Há resquícios dos velhos acordos de Yalta que ainda subsistem na memória do realismo internacional. E embora, no plano dos princípios, ninguém subscreva a legitimidade da tese das "esferas de influência", é por demais evidente que prevalece, na racionalidade geopolítica do mundo, a ideia de que um país como a Bielorrússia faz parte de um terreno de tutela russa.
Se Putin decidisse fazer avançar carros de combate pelas ruas de Minsk, caía "o Carmo e a Trindade", mas não deixa de haver um entendimento implícito no tocante à aceitação de que Moscovo pode ter uma palavra a dizer quanto ao futuro do país. Se a "soberania limitada" faz ainda sentido para alguns cultores da "realpolitik", é no caso bielorrusso que isso se aplica de forma bem clara.
Os cidadãos que vieram para as ruas, como alguns bem assinalaram, não parece terem pedido para que o país ingresse na Aliança Atlântica ou faça parte das instituições europeias, da mesma forma que, ao contrário de muitos georgianos e ucranianos, não pareceu emergir nesses movimentos uma atitude hostil para com a Rússia. Provavelmente, isso terá ocorrido assim por mero realismo, pela consciência de que o seu futuro, se fará, quase inevitavelmente, num qualquer modelo de relação íntima com Moscovo.
A alguns chocará a frieza desta análise, que parece conceder bondade àquilo que espelha uma mera relação de forças. Porém, estou apenas a refletir sobre como as coisas são, não como deviam ser. É que não é por acaso que os poderes que contam, na ordem internacional, sempre separam as águas, quando abordam os casos nacionais na periferia russa.
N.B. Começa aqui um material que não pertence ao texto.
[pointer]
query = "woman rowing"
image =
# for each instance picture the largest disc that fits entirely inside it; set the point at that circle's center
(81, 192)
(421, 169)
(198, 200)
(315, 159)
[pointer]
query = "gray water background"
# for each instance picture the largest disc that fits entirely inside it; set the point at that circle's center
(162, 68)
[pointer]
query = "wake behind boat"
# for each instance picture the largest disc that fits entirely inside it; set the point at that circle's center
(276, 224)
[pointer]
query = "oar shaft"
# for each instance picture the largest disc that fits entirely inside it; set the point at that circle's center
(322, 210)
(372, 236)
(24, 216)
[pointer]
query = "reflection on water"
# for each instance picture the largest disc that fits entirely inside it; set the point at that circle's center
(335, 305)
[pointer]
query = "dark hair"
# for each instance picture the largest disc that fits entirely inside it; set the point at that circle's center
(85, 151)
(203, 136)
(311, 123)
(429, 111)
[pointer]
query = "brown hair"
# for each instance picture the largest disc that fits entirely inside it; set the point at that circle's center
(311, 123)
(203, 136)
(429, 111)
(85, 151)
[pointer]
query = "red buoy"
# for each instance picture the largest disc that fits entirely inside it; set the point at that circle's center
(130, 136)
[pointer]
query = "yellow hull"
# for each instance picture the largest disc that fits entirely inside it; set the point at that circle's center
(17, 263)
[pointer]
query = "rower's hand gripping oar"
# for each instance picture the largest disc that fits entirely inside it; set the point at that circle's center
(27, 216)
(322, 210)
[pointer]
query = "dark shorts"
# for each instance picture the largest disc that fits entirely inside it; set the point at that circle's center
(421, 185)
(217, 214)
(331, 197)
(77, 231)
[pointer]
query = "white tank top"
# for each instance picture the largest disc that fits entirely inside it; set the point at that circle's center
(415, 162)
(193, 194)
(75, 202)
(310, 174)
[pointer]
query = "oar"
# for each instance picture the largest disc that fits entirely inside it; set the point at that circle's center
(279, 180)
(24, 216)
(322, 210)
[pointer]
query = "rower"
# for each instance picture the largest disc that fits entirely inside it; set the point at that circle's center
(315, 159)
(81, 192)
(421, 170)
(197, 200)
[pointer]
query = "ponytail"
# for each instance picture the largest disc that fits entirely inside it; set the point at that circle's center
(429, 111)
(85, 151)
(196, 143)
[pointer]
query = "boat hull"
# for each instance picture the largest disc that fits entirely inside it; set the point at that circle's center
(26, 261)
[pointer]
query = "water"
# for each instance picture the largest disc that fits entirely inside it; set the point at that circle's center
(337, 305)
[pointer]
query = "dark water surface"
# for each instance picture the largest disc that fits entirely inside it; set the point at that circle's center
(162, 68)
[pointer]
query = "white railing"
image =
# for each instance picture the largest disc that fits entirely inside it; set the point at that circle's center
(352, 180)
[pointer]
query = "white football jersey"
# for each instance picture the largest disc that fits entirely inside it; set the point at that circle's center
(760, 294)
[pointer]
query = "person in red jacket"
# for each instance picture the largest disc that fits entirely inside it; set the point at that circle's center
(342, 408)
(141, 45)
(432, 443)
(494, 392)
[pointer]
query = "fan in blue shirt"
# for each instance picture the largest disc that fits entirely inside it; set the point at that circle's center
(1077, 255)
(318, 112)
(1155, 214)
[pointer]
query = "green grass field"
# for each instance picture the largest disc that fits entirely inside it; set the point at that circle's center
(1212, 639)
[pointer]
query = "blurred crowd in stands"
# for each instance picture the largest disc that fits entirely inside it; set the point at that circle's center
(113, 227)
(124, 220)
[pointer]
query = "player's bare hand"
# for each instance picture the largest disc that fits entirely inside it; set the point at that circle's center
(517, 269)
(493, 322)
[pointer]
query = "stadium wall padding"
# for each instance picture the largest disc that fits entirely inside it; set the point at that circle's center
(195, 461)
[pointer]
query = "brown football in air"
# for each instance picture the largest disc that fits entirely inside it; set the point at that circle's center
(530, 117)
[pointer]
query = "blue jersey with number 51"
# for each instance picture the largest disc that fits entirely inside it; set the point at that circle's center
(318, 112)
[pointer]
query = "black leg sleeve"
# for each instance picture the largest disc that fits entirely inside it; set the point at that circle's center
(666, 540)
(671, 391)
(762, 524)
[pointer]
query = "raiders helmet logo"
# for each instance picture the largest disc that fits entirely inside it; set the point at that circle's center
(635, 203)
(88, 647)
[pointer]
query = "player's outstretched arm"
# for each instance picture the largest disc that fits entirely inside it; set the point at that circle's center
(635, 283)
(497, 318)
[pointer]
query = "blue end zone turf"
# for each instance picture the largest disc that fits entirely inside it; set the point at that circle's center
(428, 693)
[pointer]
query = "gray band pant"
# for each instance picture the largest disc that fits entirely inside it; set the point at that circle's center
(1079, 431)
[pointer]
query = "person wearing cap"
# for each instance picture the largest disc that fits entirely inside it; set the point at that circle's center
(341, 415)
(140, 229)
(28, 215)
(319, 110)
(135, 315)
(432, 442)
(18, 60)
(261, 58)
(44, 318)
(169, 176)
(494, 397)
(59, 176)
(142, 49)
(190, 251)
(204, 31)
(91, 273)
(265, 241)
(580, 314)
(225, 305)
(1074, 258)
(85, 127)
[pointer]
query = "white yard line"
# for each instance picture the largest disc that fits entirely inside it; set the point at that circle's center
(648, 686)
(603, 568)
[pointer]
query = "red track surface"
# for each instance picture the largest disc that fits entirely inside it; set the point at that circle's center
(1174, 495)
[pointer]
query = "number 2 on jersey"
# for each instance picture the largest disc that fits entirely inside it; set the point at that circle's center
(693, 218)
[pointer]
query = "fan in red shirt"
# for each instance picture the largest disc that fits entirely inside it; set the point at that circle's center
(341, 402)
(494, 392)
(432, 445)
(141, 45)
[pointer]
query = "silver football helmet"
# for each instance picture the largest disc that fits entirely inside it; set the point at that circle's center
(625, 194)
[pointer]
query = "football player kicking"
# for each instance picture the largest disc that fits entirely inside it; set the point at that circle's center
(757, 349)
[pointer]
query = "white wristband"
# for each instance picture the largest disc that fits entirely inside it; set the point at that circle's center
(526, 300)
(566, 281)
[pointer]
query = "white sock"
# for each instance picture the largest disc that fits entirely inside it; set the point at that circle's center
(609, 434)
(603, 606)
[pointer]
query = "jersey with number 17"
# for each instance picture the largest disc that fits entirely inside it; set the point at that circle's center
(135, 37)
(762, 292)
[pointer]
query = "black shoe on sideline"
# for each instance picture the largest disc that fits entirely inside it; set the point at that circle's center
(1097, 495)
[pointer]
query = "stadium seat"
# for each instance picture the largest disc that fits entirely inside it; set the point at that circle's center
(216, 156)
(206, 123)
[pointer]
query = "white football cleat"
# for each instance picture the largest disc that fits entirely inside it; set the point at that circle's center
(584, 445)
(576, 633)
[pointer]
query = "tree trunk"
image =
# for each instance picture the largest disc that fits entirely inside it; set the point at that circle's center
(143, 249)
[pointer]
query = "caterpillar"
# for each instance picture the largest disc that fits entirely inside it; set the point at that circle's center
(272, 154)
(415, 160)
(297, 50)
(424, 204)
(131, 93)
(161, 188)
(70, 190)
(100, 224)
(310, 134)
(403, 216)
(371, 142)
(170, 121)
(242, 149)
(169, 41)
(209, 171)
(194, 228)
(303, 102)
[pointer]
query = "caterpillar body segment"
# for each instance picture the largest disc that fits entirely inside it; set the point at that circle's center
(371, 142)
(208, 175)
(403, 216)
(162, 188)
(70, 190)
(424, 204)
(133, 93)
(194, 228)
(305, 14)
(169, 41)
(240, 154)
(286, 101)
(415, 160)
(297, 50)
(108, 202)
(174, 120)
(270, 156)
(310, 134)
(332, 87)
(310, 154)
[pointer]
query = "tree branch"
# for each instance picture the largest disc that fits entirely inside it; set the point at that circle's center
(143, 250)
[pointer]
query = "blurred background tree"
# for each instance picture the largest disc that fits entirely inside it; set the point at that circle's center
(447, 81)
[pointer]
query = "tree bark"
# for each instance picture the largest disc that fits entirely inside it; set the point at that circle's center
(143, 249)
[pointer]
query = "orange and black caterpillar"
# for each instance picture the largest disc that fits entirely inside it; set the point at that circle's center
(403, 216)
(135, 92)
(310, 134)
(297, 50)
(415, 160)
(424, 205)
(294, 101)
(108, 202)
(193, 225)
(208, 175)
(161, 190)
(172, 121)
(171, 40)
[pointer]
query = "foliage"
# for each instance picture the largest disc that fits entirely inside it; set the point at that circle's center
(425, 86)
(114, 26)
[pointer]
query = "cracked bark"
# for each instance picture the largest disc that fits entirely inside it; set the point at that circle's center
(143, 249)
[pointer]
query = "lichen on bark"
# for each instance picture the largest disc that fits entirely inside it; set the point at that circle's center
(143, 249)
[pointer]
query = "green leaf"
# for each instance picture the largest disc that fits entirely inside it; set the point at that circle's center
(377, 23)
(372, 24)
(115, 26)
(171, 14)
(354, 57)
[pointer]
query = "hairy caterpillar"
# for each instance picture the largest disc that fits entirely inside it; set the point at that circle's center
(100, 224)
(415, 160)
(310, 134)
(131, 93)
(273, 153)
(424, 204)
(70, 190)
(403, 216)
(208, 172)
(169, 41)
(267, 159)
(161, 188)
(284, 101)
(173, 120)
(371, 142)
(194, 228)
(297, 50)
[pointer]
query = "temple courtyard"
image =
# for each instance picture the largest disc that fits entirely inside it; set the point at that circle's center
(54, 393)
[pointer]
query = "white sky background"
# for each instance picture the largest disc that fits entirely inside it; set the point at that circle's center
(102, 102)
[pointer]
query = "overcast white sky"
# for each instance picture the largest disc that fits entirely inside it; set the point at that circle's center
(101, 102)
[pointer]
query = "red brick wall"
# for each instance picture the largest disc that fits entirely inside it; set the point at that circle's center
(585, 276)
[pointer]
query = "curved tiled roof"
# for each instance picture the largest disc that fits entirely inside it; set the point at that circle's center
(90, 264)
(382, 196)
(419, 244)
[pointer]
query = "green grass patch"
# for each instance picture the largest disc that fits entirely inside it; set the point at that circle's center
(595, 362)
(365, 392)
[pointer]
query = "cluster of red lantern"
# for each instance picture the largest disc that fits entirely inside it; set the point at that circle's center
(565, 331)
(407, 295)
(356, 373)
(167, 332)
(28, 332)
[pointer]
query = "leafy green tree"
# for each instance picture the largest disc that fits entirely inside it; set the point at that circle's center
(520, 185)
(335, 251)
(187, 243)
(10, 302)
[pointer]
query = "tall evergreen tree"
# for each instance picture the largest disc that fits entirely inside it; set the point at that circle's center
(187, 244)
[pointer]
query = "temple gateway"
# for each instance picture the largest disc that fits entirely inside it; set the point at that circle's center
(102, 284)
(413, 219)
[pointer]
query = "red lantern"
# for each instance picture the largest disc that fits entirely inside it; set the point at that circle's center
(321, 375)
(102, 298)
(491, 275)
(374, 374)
A avaliar pelas reações, Putin não sabe muito bem o que há de fazer com o seu incómodo vizinho. Já terá percebido que Lukashenko é, cada vez mais, um fardo. Não está disposto a deixar que o ocidente intervenha, mas, muito claramente, também ainda não decidiu como utilizará o seu poder de vizinhança. No meio, impotentes, estão os bielorrussos.